A supportive and informed faculty is key. Specific academic advising and tutoring services dedicated to this population would be tremendously beneficial. The military-affiliated population on our campus is diverse, and many are atypical students who started college later, may be married with kids, and possibly haven’t been in school for a few years to more than a decade. Higher education is a different

kind of battlefield, and our campus is falling short in supporting this group. The additional stress of potentially coping with PTSD-related conditions makes the experience even more difficult. The experience is that UHS is extremely backed up; the Veterans Hospital requires a commute; and regular talk therapies can be expensive. Specialized and accessible mental health services for military-affiliated students would help lower this burden tremendously.

Anything else you’d like to add?

Being a full-time student and service member is a big commitment and takes time away from being a normal young-adult college student — missed games or time with friends and using “free” time to catch up on homework.

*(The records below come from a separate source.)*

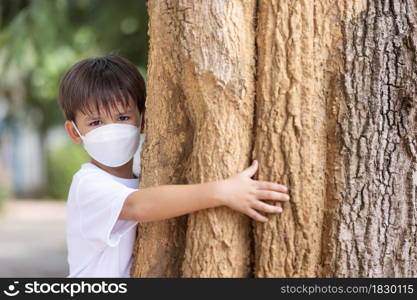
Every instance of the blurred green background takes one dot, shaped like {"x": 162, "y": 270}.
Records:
{"x": 39, "y": 41}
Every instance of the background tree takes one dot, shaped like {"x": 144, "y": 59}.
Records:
{"x": 323, "y": 94}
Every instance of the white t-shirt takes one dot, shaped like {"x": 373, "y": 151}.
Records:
{"x": 99, "y": 245}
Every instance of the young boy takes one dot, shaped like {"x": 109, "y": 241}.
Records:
{"x": 103, "y": 100}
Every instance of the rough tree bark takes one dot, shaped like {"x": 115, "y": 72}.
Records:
{"x": 323, "y": 94}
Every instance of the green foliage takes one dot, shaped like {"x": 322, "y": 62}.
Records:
{"x": 63, "y": 162}
{"x": 40, "y": 40}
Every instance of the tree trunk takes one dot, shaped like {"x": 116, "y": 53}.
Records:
{"x": 323, "y": 94}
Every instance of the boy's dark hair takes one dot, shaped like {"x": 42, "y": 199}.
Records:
{"x": 101, "y": 80}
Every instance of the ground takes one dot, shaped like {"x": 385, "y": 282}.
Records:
{"x": 32, "y": 239}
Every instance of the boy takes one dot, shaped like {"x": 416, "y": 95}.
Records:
{"x": 103, "y": 100}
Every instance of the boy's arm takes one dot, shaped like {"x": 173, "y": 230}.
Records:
{"x": 238, "y": 192}
{"x": 167, "y": 201}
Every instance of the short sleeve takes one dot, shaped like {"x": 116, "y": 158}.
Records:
{"x": 100, "y": 200}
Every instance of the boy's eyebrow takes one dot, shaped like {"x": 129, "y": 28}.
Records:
{"x": 95, "y": 117}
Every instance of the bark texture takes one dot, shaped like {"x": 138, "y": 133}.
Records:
{"x": 323, "y": 94}
{"x": 200, "y": 111}
{"x": 372, "y": 221}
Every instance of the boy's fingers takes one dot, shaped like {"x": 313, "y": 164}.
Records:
{"x": 262, "y": 206}
{"x": 257, "y": 216}
{"x": 267, "y": 185}
{"x": 252, "y": 169}
{"x": 271, "y": 195}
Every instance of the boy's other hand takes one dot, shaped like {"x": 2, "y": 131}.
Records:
{"x": 243, "y": 194}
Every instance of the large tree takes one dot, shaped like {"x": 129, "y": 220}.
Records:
{"x": 323, "y": 94}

There is added stress in knowing one could leave at any time, and faculty not being armed with the knowledge to support them. COVID and the election tension of 2020 really highlighted this as many students had to go away on State Active Duty (SAD) orders. Military-affiliated students like our veterans, current service and ROTC members, are a huge asset to campus. They are global leaders and self-sufficient learners, but they still struggle. We could all do more to provide the accessible support they need to fulfill their service and to be successful students.